- Trump reported earning at least $1.4 billion in 2025 from crypto-related ventures disclosed in his 900-page financial filing: approximately $594 million from World Liberty Financial (the DeFi platform he and his sons co-founded), roughly $636 million tied to his memecoin business, and nearly $197 million from an equity sale related to Stablecoin Holdco — making him the largest individual crypto earner in the United States last year by a wide margin.
- In a CNBC interview at the White House Thursday, Trump said he “could know” about the extent of his digital asset holdings but indicated he didn’t, adding “there’s nothing illegal, there’s nothing wrong with it” — a posture that mirrors his response to questions about the 21,000 stock trades revealed in the same disclosure, where he attributed all investment decisions to his children and unnamed “big Wall Street firms.”
- Critics and ethics watchdogs have intensified scrutiny of the overlap between Trump’s crypto policy agenda — which includes advocating for legislation broadly favorable to the industry and establishing a national Bitcoin reserve — and his family’s financial stake in the outcome; Trump didn’t divest his assets upon taking office and his sons, who run the business operations, have access to policy discussions that could materially affect crypto markets.
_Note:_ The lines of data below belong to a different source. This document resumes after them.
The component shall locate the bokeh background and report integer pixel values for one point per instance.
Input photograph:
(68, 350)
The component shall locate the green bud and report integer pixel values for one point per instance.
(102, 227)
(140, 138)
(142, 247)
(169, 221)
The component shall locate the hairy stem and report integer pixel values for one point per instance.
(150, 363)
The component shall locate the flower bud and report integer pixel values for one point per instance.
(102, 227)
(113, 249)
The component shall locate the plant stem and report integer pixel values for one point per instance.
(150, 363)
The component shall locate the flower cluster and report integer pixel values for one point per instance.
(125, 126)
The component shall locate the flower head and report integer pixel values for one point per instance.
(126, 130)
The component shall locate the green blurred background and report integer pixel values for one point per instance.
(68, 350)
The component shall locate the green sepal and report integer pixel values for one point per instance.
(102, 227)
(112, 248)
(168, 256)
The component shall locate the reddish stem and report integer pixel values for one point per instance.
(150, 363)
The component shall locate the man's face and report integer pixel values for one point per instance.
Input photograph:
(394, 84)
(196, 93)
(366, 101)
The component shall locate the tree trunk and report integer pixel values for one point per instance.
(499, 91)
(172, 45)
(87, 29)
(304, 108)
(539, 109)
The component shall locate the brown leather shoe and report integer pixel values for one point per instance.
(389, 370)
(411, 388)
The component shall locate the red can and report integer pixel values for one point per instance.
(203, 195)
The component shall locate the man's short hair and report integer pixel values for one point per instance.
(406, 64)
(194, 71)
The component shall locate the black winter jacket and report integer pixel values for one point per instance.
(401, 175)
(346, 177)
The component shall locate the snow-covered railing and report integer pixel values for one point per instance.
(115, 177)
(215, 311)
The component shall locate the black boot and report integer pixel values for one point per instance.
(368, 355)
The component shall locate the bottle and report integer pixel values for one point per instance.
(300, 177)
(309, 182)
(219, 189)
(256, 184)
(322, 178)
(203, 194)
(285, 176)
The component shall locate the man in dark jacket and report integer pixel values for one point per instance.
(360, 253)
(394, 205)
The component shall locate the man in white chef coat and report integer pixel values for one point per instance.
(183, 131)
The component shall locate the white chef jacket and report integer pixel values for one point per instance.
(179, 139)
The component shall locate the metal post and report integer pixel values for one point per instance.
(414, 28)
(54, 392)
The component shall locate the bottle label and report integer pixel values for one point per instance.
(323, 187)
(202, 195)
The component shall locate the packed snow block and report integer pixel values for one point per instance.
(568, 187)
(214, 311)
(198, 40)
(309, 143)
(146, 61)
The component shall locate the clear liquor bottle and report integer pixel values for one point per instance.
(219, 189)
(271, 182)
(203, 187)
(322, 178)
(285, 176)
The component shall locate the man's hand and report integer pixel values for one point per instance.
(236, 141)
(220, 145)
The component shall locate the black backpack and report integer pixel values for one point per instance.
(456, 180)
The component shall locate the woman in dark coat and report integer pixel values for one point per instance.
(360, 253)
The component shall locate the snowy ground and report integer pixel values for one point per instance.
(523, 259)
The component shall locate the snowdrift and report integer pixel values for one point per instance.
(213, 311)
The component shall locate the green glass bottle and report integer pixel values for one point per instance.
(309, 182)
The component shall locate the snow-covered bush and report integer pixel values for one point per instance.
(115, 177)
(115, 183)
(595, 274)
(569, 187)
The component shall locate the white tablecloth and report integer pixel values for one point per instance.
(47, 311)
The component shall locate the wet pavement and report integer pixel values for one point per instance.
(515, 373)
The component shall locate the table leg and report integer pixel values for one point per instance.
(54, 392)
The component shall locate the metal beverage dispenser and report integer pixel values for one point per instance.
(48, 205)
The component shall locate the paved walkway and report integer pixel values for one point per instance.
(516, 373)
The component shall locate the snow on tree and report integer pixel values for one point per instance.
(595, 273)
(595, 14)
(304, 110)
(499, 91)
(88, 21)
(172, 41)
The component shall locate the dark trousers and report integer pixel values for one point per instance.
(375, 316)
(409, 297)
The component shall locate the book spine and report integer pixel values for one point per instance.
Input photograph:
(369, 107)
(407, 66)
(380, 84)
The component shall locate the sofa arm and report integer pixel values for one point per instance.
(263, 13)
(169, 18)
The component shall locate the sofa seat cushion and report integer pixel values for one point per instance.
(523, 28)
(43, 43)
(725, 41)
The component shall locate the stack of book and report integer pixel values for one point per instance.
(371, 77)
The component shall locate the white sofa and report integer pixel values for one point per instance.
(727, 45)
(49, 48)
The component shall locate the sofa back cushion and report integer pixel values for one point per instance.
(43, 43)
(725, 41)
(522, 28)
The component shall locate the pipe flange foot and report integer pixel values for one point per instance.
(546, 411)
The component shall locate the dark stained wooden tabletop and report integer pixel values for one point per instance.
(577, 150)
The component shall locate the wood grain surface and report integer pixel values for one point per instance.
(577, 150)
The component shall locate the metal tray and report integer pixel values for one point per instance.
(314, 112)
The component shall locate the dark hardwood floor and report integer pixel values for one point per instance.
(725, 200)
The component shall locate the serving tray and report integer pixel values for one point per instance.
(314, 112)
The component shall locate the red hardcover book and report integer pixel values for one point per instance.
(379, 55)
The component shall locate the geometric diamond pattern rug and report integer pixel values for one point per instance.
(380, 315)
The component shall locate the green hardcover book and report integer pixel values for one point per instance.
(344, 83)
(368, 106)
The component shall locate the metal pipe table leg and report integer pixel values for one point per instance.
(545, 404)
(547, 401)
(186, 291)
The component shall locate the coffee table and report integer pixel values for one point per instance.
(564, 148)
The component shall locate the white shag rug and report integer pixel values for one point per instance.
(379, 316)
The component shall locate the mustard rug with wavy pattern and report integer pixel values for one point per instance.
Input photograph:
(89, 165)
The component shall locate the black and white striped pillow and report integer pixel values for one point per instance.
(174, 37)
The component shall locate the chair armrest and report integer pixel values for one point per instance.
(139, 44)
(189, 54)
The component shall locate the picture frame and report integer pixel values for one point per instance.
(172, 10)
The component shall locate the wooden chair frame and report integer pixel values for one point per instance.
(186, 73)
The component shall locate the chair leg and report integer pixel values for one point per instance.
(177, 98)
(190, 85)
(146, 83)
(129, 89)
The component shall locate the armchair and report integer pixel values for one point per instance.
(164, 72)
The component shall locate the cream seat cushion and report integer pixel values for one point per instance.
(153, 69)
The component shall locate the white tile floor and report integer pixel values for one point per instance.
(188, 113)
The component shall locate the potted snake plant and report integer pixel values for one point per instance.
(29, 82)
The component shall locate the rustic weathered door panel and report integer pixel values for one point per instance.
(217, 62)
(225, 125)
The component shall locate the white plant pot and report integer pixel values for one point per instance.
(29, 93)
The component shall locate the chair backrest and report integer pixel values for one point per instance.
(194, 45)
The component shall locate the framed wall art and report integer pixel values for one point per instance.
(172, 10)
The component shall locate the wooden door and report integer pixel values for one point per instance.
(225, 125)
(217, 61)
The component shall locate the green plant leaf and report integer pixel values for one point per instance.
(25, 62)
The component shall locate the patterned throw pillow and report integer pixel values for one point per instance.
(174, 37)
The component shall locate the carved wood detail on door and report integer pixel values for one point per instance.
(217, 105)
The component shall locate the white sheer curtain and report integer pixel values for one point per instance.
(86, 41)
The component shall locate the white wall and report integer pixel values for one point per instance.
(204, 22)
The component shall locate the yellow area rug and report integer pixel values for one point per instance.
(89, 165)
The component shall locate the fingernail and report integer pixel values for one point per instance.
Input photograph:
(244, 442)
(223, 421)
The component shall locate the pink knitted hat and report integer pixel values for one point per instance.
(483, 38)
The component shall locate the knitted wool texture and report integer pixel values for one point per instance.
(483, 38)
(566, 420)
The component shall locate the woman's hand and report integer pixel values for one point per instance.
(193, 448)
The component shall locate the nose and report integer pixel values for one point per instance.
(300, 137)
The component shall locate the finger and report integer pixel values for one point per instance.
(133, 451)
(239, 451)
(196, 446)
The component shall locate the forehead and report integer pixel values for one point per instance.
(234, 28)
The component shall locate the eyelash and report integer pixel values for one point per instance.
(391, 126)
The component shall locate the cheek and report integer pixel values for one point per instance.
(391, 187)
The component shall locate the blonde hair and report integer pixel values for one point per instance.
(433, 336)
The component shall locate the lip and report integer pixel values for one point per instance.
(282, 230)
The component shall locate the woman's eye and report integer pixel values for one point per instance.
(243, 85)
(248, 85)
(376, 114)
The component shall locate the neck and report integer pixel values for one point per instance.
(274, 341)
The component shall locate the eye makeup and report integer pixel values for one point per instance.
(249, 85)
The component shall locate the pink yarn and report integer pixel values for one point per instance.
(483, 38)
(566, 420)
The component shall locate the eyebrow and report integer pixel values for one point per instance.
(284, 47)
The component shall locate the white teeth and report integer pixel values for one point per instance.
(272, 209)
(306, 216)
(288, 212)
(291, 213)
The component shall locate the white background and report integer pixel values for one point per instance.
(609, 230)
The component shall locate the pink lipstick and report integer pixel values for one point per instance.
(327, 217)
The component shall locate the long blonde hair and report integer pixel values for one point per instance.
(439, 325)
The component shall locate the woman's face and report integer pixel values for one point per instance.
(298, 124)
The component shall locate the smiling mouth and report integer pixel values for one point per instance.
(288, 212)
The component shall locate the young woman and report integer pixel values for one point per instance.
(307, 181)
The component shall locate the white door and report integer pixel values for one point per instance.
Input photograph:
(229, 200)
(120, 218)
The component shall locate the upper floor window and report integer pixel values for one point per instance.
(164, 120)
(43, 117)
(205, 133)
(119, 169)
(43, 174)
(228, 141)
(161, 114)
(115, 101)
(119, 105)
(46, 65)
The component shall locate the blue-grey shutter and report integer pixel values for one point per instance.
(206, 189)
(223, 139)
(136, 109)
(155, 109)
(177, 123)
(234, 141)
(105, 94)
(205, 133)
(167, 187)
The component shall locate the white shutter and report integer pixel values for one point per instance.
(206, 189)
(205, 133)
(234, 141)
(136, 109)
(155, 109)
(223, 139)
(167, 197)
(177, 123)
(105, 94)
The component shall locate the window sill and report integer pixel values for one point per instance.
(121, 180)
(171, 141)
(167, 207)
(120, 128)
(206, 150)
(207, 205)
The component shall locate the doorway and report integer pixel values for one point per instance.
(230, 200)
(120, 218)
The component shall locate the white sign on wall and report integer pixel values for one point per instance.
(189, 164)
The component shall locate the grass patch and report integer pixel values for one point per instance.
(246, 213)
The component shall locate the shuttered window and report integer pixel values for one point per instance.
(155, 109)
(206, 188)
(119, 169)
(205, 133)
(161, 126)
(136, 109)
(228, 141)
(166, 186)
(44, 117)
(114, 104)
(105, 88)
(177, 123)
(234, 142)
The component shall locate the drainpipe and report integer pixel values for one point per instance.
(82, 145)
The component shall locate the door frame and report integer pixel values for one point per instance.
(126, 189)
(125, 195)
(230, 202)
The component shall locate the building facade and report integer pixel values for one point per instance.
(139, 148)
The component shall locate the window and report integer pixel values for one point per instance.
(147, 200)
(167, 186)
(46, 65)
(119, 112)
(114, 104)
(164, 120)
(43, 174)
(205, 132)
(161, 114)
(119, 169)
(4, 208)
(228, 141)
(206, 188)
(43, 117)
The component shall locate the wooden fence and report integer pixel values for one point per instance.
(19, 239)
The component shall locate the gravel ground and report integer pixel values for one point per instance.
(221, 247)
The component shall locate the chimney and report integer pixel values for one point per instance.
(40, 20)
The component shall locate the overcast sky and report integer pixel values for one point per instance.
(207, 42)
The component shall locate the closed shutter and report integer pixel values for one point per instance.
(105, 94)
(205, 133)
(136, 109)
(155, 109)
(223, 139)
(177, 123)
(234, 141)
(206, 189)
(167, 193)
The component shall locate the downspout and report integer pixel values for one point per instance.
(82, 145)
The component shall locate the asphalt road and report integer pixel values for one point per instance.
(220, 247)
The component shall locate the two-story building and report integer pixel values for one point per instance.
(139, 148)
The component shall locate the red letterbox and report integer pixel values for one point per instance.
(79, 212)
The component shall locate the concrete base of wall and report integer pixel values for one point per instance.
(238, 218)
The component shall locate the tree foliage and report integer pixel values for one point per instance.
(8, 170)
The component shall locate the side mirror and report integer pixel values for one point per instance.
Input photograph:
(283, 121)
- Trump himself acknowledged the structural conflict on CNBC, saying his children “have inside information” because “the government is so big,” and expressing sympathy for their position — while stopping short of calling for any divestiture or independent oversight mechanism and reiterating that his administration’s goal is to make the US “number one in crypto.”
What Happened?
The 900-page financial disclosure filed this week by the US Office of Government Ethics revealed that President Trump earned at least $1.4 billion in 2025 from crypto-related ventures — making him the largest individual crypto moneymaker in the United States last year. The sources include World Liberty Financial, a DeFi platform Trump co-founded with his sons; his memecoin business; and an equity transaction tied to Stablecoin Holdco. Trump was asked about the holdings on CNBC Thursday morning, saying he wasn’t aware of their full extent but maintained there was nothing illegal or improper about them. The same disclosure also revealed 21,000 stock trades averaging $4.2 million per day, including notable clusters around Liberation Day tariffs, the government’s equity stake in rare-earths miner MP Materials, and the AI Action Plan announcement — all made by investment accounts his sons manage.
Why It Matters?
The scale of Trump’s crypto earnings — $1.4 billion in a single year — transforms what might have been a peripheral ethics concern into a central governance question. Trump did not divest his assets upon taking office and is now, simultaneously, the sitting US president and the largest individual beneficiary of a policy environment he directly shapes. The crypto industry received sweeping legislative and regulatory tailwinds under Trump’s second term, including a permissive regulatory stance from the SEC and White House support for a national Bitcoin reserve. Trump’s sons run the family’s business operations and have participated in events and meetings where policy and business intersect. Trump acknowledged on CNBC that his children “have inside information” — a remarkable concession that underscores the conflict the administration insists doesn’t exist. No independent oversight mechanism or ethics review has been announced.
What’s Next?
Congressional Democrats and ethics advocacy groups are likely to escalate calls for an investigation, but Republicans who control both chambers have shown no appetite for action. The more consequential near-term development may be the IG report on the Fed renovation project — also expected this month — which has been flagged as a potential avenue for pressuring former Fed Chair Powell to leave his remaining board seat. In the crypto markets, the disclosure is a double-edged signal: Trump’s continued advocacy for US crypto dominance is bullish for the sector, but the concentration of presidential financial interests in the asset class raises long-term risks of regulatory overcorrection, either domestically under a future administration or internationally as trading partners grow wary of crypto policy being driven by the president’s personal portfolio.